Elles renferment aussi du mucilage, une substance visqueuse constituée de polysaccharides, semblable à la gélatine, qui permet de soulager les troubles respiratoires.
La Bourrache est également connue pour ses vertus diurétiques. Et ses feuilles employées en cataplasme apaisent les irritations cutanées 5.
L’huile provenant de ses graines est traditionnellement utilisée pour favoriser l’hydratation de la peau et l’aider à conserver sa souplesse et son élasticité. Elle contient
de la vitamine E, anti-oxydante, qui protège la peau contre les effets des radicaux libres.
Elle serait exempte des alcaloïdes pyrrolizidiniques mentionnés ci-dessus 11.
En outre, on a découvert récemment que l’huile renferme de l’acide gamma-linolénique, essentiel au renouvellement des tissus cellulaires et stimulant plusieurs phénomènes hormonaux.

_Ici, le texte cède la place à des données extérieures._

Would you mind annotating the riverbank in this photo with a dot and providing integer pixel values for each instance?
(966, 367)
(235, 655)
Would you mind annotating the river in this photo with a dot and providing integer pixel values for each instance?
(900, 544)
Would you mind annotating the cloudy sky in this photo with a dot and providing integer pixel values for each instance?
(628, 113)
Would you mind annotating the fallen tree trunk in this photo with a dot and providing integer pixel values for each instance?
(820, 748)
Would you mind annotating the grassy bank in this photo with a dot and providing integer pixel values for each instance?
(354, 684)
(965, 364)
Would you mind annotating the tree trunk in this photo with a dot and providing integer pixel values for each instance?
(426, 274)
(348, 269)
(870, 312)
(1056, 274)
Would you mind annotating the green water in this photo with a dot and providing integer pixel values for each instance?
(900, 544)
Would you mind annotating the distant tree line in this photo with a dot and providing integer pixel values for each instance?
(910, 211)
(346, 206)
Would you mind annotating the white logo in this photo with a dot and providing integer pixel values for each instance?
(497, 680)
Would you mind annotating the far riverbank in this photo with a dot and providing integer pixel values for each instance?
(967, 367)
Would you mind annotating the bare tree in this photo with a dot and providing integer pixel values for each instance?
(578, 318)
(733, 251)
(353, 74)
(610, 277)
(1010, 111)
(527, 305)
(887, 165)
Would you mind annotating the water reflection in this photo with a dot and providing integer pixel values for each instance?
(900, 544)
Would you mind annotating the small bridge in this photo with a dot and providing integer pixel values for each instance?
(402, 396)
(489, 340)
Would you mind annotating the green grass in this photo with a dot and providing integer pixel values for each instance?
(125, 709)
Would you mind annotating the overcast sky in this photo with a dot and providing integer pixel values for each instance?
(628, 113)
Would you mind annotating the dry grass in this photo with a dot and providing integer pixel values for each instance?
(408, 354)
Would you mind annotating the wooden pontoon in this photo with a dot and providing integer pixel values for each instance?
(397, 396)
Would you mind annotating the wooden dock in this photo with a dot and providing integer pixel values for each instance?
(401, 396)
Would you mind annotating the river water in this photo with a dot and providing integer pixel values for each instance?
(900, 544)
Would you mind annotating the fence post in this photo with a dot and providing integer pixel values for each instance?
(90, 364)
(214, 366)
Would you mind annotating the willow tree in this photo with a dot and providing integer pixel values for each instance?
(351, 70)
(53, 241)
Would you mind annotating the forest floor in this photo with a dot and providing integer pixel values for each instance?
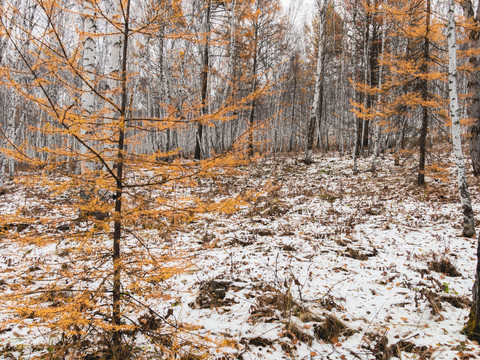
(323, 264)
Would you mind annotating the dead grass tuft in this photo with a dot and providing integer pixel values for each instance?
(331, 328)
(444, 266)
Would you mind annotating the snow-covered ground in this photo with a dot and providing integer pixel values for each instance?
(322, 264)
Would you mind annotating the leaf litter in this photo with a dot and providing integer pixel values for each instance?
(323, 264)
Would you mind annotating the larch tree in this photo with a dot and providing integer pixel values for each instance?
(413, 69)
(473, 80)
(93, 296)
(468, 218)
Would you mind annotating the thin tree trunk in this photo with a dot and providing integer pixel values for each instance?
(425, 97)
(199, 150)
(117, 230)
(317, 98)
(473, 84)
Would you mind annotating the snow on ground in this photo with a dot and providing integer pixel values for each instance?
(323, 264)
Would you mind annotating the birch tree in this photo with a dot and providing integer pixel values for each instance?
(468, 218)
(315, 109)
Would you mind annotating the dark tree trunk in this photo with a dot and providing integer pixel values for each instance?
(204, 81)
(425, 97)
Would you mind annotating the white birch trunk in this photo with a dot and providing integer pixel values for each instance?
(322, 10)
(113, 78)
(468, 218)
(378, 133)
(89, 60)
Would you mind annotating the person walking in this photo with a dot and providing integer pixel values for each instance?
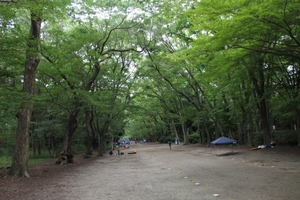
(170, 144)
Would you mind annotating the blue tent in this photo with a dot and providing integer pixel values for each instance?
(223, 141)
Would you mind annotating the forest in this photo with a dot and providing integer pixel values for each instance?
(78, 75)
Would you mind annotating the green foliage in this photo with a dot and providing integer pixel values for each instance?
(194, 138)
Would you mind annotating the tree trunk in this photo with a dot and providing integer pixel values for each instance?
(259, 85)
(90, 134)
(20, 158)
(298, 126)
(66, 155)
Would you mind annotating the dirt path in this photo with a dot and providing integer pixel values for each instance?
(157, 173)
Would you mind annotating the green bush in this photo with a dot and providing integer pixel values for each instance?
(257, 138)
(194, 138)
(282, 137)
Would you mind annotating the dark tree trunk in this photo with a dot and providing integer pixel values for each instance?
(259, 85)
(90, 133)
(66, 155)
(20, 158)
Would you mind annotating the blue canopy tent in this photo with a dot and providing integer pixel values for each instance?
(223, 141)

On ne trouve que très rarement cet acide dans le monde vivant; les huiles de poisson et l’onagre en contiennent aussi 6.
La Bourrache en Belgique
En Belgique, un arrêté royal du 2 septembre 1992 interdit la vente des médicaments à base de plantes renfermant des alcaloïdes pyrrolizidiniques. Les plantes concernées sont les suivantes : Borago officinalis (la Bourrache), Eupatorium cannabinum (l’Eupatoire chanvrine), Petasites officinales (le Pétasite officinal), Jacobaea vulgaris (le Séneçon jacobée), Senecio vulgaris (le Séneçon commun), Symphytum officinalis (la Consoude officinale), Tussilago farfara (le Tussilage) 7.

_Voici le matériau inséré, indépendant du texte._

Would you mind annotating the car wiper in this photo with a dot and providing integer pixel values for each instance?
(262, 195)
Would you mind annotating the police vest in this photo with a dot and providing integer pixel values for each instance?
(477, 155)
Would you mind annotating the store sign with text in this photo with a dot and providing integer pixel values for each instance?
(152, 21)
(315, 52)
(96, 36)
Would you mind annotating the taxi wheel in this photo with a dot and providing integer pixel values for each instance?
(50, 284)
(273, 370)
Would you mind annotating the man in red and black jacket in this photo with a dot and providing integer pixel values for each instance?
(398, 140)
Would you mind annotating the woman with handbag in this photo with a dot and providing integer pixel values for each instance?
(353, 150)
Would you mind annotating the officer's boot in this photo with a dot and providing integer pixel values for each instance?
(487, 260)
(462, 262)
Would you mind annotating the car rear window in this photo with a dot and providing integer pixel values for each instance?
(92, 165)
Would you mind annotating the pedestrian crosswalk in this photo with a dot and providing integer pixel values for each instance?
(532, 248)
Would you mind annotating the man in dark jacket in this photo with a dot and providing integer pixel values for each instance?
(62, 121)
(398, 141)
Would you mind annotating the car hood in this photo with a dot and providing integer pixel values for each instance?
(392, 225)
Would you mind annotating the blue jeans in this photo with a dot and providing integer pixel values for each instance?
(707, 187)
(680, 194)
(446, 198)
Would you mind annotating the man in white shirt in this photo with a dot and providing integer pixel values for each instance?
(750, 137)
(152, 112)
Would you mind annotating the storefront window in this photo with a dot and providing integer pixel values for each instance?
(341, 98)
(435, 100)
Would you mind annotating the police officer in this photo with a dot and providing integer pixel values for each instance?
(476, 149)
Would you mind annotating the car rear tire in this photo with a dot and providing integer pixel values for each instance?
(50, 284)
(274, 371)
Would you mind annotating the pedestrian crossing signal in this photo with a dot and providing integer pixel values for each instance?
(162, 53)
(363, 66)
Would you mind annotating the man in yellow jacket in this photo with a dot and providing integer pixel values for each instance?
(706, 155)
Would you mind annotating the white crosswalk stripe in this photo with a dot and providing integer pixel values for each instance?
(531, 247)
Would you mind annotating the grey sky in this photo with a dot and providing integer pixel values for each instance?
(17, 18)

Il faut remarquer que cette interdiction ne touche pas les utilisations en tant qu’aliments et compléments alimentaires. Il est donc possible de trouver dans des pharmacies ou herboristeries belges de l’huile de Bourrache par exemple.
Et des cuisiniers belges ont employé (et emploient sans doute encore) la Bourrache dans leurs plats 8.

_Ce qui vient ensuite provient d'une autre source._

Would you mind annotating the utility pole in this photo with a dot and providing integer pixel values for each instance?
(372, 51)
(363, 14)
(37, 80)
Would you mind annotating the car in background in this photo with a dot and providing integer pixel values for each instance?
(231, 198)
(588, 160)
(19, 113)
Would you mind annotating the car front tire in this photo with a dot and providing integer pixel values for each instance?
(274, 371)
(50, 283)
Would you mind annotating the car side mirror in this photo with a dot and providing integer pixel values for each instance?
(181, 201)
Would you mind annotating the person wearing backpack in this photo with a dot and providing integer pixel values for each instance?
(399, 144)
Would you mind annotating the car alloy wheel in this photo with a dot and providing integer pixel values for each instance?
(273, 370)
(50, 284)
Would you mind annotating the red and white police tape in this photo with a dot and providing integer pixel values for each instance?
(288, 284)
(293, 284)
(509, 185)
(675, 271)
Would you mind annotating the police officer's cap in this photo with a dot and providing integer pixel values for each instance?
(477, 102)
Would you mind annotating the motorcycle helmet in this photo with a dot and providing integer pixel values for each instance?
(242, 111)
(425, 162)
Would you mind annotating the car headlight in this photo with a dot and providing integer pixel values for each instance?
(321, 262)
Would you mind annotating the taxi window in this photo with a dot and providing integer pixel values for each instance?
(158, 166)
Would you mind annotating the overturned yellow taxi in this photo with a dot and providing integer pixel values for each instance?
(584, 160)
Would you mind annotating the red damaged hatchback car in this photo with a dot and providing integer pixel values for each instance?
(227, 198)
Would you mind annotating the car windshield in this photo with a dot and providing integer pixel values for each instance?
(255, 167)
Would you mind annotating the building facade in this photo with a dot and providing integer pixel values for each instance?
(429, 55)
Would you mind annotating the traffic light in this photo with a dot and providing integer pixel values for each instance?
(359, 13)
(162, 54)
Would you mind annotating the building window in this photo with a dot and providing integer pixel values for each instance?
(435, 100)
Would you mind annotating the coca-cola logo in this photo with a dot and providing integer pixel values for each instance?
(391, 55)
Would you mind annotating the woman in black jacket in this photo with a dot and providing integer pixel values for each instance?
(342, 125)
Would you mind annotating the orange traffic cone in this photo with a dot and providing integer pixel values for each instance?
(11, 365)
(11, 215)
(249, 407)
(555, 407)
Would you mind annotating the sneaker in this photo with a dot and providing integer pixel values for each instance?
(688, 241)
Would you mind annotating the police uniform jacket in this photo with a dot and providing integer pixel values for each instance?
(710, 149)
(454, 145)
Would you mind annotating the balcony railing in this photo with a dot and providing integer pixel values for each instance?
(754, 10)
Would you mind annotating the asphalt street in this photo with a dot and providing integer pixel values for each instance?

Cette interdiction partielle illustre 2 phénomènes typiques de notre époque.
Le premier est la lutte qui oppose les grosses entreprises pharmaceutiques d’une part et les gros distributeurs de compléments alimentaires d’autre part. La phytothérapie représente un enjeu financier considérable qui entraîne un lobbying intense des deux parties auprès des autorités nationales et européennes.
Le second phénomène est que notre société, qui réclame à juste titre toujours plus de sécurité alimentaire, risque toutefois de perdre ainsi définitivement la connaissance de toute une série de remèdes transmis par voie orale depuis des générations 9.
Un peu d’étymologie pour terminer
Comme c’est souvent le cas, l’origine du mot Bourrache est incertaine et controversée.
La première explication est que ce mot dérive de bourre, du latin burra, « étoffe grossière à longs poils », d’après sa tige et ses feuilles hérissées de poils rudes.
D’autres auteurs pensent que Bourrache viendrait plutôt de l’arabe abu r-rach, « père de la sueur », à cause des propriétés sudorifiques de la plante, connue depuis l’Antiquité.
Quant à l’épithète officinalis, elle indique que notre Bourrache était jadis vendue comme remède dans les officines des pharmaciens 10.